Sets list of formatted entities to generate the same length outputs as original ones during obfuscation

Parameters:
  • value (List[str]) –

  • are (The supported and default formatted entities) –

setSeed(s)#

Sets the seed to select the entities on obfuscate mode. With the seed, you can reply to an execution several times with the same output.

Parameters:

s (int) – The seed to select the entities on obfuscate mode.

setSelectiveObfuscateRefSource(source: dict)#

A dictionary of entity names to their obfuscation modes. This is used to selectively apply different obfuscation methods to specific entities. The keys are entity names and the values are the obfuscation sources.
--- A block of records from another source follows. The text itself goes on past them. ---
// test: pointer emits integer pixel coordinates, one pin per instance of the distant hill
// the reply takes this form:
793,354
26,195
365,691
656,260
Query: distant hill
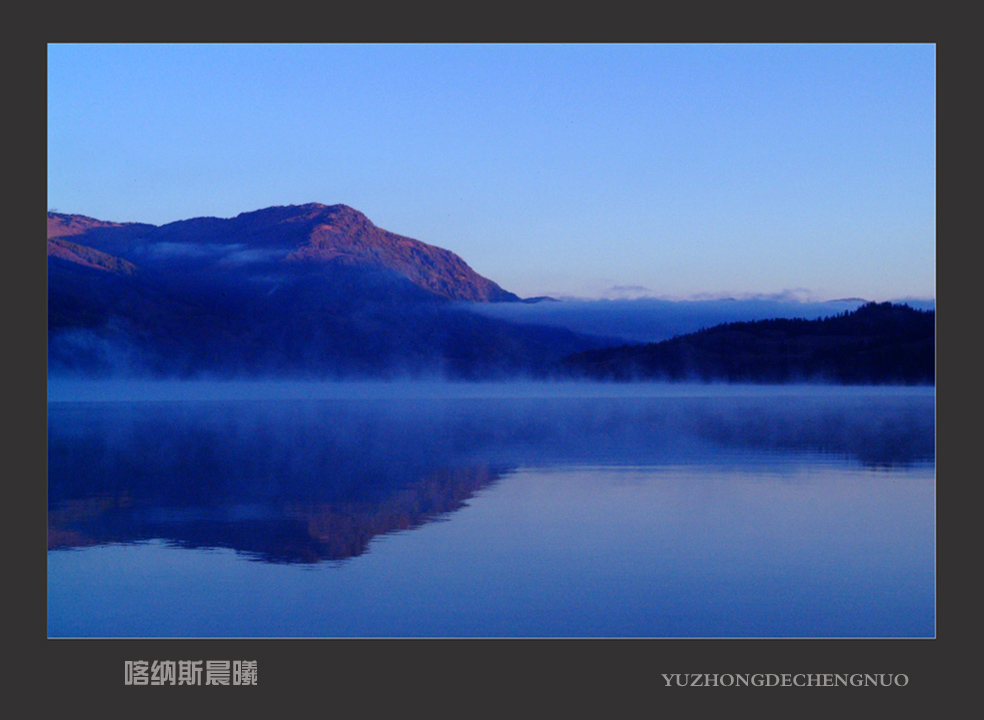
296,234
879,343
310,290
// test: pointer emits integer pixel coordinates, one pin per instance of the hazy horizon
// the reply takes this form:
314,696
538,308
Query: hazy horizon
589,171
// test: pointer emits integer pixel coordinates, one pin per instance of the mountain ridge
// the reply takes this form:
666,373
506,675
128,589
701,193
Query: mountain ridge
283,234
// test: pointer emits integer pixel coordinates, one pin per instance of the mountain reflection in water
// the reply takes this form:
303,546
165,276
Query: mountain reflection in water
309,481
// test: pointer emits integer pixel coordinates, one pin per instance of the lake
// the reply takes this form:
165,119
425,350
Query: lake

If an entity is not specified in this map, the obfuscateRefSource param is used to determine the obfuscation source.

Example:#

>>> selective_sources = {
... 'PHONE': 'file',
... 'ADDRESS': 'both'
... }
>>> deid.setObfuscateRefSource('faker').setSelectiveObfuscateRefSource(selective_sources)
param source:

A dictionary of entity names to their obfuscation modes. The keys are entity names and the values are the obfuscation sources.

type source:

dict[str, str]

setSelectiveObfuscationModes(value: dict)#
Sets the dictionary of modes to enable multi-mode deIdentification.
  • ‘obfuscate’: Replace the values with random values.
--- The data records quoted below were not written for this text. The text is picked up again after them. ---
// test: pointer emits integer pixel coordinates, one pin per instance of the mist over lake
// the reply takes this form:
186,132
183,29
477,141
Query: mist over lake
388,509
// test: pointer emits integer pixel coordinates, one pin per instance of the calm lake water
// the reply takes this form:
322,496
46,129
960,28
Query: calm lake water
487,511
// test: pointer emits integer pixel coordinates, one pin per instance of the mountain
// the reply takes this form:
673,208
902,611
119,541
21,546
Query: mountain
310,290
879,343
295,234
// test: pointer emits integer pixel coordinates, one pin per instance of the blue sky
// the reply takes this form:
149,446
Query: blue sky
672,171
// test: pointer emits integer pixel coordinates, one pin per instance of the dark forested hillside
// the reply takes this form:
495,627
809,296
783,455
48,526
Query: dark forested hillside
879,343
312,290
  • ‘mask_same_length_chars’: Replace the name with the asterisks with same length minus two plus brackets on both end.

  • ‘mask_entity_labels’: Replace the values with the entity value.

  • ‘mask_fixed_length_chars’: Replace the name with the asterisks with fixed length. You can also invoke “setFixedMaskLength()”
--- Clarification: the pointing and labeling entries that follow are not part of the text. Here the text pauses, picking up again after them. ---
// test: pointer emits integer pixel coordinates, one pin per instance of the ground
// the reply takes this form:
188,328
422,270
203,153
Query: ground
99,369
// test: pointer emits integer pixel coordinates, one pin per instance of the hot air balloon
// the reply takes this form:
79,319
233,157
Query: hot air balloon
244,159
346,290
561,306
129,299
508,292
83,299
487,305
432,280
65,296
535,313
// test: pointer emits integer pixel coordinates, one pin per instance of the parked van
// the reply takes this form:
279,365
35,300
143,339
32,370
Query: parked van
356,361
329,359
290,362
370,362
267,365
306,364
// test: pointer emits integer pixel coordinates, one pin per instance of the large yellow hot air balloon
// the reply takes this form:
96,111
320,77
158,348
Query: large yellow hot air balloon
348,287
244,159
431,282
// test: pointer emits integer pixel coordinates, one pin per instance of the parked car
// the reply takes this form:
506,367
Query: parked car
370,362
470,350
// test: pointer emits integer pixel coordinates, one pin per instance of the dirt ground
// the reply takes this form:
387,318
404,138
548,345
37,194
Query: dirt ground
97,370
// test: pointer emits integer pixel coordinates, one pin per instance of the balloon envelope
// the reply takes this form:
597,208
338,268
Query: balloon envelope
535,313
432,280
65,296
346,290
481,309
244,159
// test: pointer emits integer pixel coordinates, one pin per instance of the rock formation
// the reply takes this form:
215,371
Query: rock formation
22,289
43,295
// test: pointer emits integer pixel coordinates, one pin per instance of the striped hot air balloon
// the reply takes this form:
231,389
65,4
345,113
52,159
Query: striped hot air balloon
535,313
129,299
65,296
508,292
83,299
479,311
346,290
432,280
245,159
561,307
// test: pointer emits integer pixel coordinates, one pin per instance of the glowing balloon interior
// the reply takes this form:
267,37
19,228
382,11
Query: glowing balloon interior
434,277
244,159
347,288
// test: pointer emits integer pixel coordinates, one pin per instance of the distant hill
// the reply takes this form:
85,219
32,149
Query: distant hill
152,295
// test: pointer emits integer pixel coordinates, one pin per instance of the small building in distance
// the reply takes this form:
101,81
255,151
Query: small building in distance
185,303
  • ‘mask_entity_labels_without_brackets’: Replace the values with the entity value without brackets.

  • ‘mask_same_length_chars_without_brackets’: Replace the name with the asterix with same length without brackets.

  • ‘skip’: Skip the values (intact)

The entities which have not been given in dictionary will deidentify according to :param:`mode`

Example:#

>>> LightDeIdentification() \
>>>     .setMode('mask') \
>>>     .setSelectiveObfuscationModes({'obfuscate': ['PHONE', 'email'],
>>>                                   'mask_entity_labels': ['NAME', 'CITY'],
>>>                                   'skip': ['id']})
param value:

The dictionary of modes to enable multi-mode deIdentification.

type value:

dict[str, list[str]]

setStaticObfuscationPairs(pairs: list)#

Sets the static obfuscation pairs This method is used to set static obfuscation pairs that will be used for de-identification. Each pair should contain three elements: original, entity type, and fake. The pairs must have exactly 3 elements: [original, entityType, fake].

Example:#

>>> pairs = [
...     ["John Doe", "PERSON", "Jane Smith"],
...     ["Los Angeles", "LOCATION", "New York City"],
...   ]
param pairs:

List of static obfuscation pairs. Each pair should contain three elements: [original, entityType, fake]. The pairs must have exactly 3 elements: [original, entityType, fake].

type pairs:

list

setUnnormalizedDateMode(mode: str)#

Sets the mode to use if the date is not formatted. Options: [mask, obfuscate, skip]. Default: obfuscate.

Parameters:

mode (str) – The mode to use if the date is not formatted.

setUseShiftDays(value: bool)#

Sets if you want to use the random shift day when the document has this in its metadata. Default: False

Parameters:

value (bool) – Whether to use the random shift day when the document has this in its metadata. Default: False

transform(dataset: pyspark.sql.dataframe.DataFrame, params: pyspark.ml._typing.ParamMap | None = None) pyspark.sql.dataframe.DataFrame#

Transforms the input dataset with optional parameters.

New in version 1.3.0.

Parameters:
  • dataset (pyspark.sql.DataFrame) – input dataset

  • params (dict, optional) – an optional param map that overrides embedded params.

Returns:

transformed dataset

Return type:

pyspark.sql.DataFrame

write() JavaMLWriter#

Returns an MLWriter instance for this ML instance.